Comfortable at Home
Tuesday, September 11, 2012 • 7:15pm
Fall is just around the corner and sometime in the next few weeks you'll probably go over to your thermostat and flip the switch from "COOL" to "HEAT" and fire up your heating system for the first time since last spring.
Your heating system cylces on and off 3 to 5 times an hour to keep your home at the temperature you set on your thermostat. That's 3 to 5 times an hour that a small fire is being lit in your basement, attic or crawlspace. It's really important that you make sure that your heating system is working safely and efficiently.
When the furnace is on, products of combustion are vented from the furnace out of your home. Many older furnaces vent the flue gases out of your home via the brick or masonary chimney your home was built with for such purpose. It usually shares this with your home's water heater. More modern, high-efficiency furnaces vent their relatively cool flue gases out the sidewall of your home via a PVC flue pipe. Making sure that your flue, no matter which method it employs, in free of obstrucion and drafting correctly is an important part of the heating system safety check performed that should be performed annually.
The heat exchanger is within your forced-air furnace and keeps the flue gasses separate from the air flow that is being heated and distributed throuhgout your home. It is important that the heat exchanger be thoroughly inspected to check for hole and/or cracks that could allow carbon monoxide and other prodcuts of combution to leak into the air stream and into your home. This, too, is an important part of that annual safety check that everyone should have performed on their furnace. Some HVAC service companies inspect heat exchangers with a flashlight and a mirror on a telescopic wand to look around the corner much like your dentist uses such a mirror to inspect the backside of your teeth. This method has been used for many years, but it's impossible to see all areas of the heat exchanger and be absoutely certain that nothing has been missed.
For almost 10 years now, we've been using a more advanced method of heating exchanger inspection. We spray down the outside of the heat exchanger with a flourescent dye and then inspect the inside of the heat exchanger with an ulra-violet lamp on the end of a flexible wande. The UV lamp makes is very easy to see if any of the flourescent dye has made its way through a crack or hole to the inside of the heat exchanger.
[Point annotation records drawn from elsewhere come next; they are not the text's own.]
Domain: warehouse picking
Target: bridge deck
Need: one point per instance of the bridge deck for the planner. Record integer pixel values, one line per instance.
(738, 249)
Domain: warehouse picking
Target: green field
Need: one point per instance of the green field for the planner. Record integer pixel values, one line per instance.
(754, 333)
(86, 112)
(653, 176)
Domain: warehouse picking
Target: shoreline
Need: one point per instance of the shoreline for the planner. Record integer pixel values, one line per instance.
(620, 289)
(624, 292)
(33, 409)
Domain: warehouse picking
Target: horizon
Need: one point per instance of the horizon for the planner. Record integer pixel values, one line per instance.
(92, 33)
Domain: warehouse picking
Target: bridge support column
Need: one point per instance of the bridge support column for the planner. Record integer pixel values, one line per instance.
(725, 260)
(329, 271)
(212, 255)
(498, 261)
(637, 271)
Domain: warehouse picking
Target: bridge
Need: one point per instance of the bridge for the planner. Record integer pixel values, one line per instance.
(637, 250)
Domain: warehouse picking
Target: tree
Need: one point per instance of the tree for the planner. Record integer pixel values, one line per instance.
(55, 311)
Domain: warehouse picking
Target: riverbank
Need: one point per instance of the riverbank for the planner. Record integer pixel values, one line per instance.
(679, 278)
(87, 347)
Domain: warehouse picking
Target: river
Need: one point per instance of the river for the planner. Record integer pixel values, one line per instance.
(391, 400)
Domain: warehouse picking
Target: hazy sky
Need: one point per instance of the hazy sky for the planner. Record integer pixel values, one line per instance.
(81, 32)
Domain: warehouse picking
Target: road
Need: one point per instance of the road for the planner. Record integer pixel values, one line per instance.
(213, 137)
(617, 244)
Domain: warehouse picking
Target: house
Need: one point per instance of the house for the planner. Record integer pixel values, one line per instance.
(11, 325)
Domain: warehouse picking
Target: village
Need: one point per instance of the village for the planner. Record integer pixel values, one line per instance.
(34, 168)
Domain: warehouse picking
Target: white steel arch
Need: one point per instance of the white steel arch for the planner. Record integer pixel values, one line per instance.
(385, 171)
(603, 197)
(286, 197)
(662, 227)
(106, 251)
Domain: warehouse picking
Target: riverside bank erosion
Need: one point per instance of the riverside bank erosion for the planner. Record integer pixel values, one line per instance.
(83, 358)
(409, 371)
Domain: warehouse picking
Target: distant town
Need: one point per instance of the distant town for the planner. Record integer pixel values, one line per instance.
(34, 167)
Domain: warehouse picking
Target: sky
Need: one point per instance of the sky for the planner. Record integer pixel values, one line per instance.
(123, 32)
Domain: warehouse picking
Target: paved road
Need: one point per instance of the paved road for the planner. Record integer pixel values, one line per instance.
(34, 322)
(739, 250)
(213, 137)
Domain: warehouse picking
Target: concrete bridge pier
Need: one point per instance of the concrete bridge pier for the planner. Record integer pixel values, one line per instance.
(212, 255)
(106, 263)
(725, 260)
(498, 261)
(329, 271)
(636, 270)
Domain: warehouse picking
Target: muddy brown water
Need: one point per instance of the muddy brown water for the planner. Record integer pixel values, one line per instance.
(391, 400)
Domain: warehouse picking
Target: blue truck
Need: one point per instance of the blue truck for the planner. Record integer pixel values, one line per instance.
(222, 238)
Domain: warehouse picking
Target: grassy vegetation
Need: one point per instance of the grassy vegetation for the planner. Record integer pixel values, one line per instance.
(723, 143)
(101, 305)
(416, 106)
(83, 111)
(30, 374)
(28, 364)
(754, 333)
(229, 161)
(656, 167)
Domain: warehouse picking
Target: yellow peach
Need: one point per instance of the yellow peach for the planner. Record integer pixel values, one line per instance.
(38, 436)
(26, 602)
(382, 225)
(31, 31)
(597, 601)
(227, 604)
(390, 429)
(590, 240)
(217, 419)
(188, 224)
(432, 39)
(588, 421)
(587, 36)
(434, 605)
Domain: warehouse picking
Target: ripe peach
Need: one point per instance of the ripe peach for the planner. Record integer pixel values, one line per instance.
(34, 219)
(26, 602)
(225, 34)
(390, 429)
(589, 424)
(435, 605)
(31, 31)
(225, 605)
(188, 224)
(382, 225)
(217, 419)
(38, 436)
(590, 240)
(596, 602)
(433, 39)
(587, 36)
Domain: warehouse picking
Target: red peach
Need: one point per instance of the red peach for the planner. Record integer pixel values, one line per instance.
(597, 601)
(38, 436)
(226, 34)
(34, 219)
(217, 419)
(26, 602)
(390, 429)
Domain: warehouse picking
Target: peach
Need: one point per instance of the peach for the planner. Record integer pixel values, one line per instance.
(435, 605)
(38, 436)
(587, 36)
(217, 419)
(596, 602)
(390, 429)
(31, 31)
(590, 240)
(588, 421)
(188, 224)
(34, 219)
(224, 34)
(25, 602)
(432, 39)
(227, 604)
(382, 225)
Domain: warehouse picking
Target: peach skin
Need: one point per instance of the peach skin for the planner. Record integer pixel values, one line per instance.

Finding such a hole is reason to shut your heating system down until a repair or replacement can be made. We stand behind our heat exchanger inspections. If we report a positive indication of a crack or hole in your furnace's heat exchanger and you hire us to replace it for you, we'll replace it for free if we can't show you a hole or crack in the heat exchanger when we remove the old furnace from your home.
Regardless of the age of your furnace or other gas-burning applicances in your home, you should have a working carbon monoxide detector outside of your bedrooms and near your gas-burning appliances. CO is an odorless, colorless gas that can make you very ill or even kill you.
So, BEFORE it's time to light that small fire in your furnace, have your heating system tested and inspected and make sure your CO detectors have fresh batteries and are in good working order.